Now, this is not to say that the concept of “leading by example” is dead- leaders naturally do this as they work their way into a more visible position within a firm; however, what happens when they actually become a CEO, President, or another valued member of the Executive Team? They communicate. They effectively motivate and delegate, putting the right people in the right place at the right time. Without connecting to peers and rallying internal support, even the most business savvy decisions will fail to be properly implemented.

Furthermore, leaders communicate a clear and elevating goal to their team. In 1961, discomfited by the Soviet Union’s success in space, John F. Kennedy announced to the world that the United States was going to be the first country to put a man on the moon and do it before the end of the decade. The reverberating effect of this message was felt immediately. After his address, President Kennedy toured NASA and stopped a janitor mid-visit to ask, “What’s your job at NASA?” The janitor replied, “It’s my job to help put a man on the moon.” Talk about the effect of words! All levels of leadership at NASA focused on directly tying each team member’s job to the overall goal.

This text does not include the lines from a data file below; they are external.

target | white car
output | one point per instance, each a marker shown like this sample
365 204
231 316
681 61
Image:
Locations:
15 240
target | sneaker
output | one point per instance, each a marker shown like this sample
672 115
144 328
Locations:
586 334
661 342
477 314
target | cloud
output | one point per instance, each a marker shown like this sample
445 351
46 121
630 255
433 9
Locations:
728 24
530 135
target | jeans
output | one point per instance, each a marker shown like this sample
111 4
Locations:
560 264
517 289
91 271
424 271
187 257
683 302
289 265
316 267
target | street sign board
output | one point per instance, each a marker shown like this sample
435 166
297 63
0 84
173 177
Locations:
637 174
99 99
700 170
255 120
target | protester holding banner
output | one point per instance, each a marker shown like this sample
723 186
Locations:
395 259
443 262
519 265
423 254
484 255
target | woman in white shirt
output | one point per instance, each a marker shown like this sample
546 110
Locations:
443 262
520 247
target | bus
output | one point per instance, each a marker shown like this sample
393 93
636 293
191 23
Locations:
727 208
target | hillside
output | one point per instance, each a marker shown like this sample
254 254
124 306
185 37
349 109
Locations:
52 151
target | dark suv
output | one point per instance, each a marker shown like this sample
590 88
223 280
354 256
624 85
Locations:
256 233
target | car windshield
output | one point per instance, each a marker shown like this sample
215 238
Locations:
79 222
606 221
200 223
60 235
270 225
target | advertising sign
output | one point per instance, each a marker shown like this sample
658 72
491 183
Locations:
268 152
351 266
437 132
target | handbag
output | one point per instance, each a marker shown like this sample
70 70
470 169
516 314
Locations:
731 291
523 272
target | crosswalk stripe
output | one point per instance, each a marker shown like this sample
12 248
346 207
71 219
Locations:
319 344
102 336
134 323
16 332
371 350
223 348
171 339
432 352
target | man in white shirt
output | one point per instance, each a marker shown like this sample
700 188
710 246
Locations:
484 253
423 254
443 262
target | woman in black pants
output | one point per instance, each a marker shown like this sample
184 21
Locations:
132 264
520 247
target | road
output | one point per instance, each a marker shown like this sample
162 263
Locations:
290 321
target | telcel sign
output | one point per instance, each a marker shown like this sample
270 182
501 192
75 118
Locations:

These people were not just collecting a paycheck, they were coming to work to make a difference.

Another commonly considered component of natural leadership is making the right decision, even in the face of adversity. Surely this decision constitutes “action”? You’re only half right. Consider this – your tough decision, whatever it may be, is usually more about sending a message than the actual decision itself. For example, firing a complacent employee and promoting an up-and-comer can prove motivational to the rest of the employees. This action implicitly communicates that hard work and performance will be rewarded. Again, this is merely one example of why actions must have a dedicated message behind them in order for a leader to take his/her company to another level.

Although this may all come across as common sense, most people still shun the notion that leading is about communication and connection. To the uninitiated, it sounds fluffy – not sexy, strong, or powerful. However, true communication skill and the power of connection take a different kind of strength. These leaders must have the courage to look in the mirror at times and make necessary yet unpopular changes. They must have the discipline to stand by their values. They must have the perseverance to ensure that their message is appropriately tailored for all individuals under their purview. This unique type of inner-strength is essential turning a great worker into a great leader.